You are quite right. A technical correction, however:
In all of these, the annoyance is felt at 'speech time' (ST). The act (or failure to act) which causes the annoyance occurs at 'event time' (ET).
You could look more cheerful. - Hermione is annoyed now (ST) because Harry does not now (ET) look more cheerful.
You might have told me! - The speaker is annoyed now (ST) because the person she is speaking to did not then (ET) tell her what she needed to know.
'Reference time' (RT) does not come into play here, because ET = RT. RT is invoked only when a relative time is expressed - in effect, only when a perfect aspect is involved.
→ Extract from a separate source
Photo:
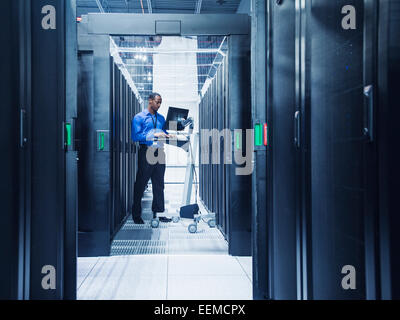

And note that with these irrealis (unreal) modals in past form with present reference, it is impossible to express perfect aspect, because these modals have no participles. In fact, if we want to backshift these utterances, we have to carry them unchanged into the past:
Hermione was annoyed. She felt that Harry might look more cheerful.
I was annoyed. I felt that you might have told me!
When MODALPAST has ST reference, the construction MODALPAST + have + VERBPAST PARTICIPLE, although it employs a 'perfect' construction, does not express perfect aspect but only 'anteriority', pastness.
This is just one more case where the evolving use of modals has thrown a monkey wrench* into the grammatical works.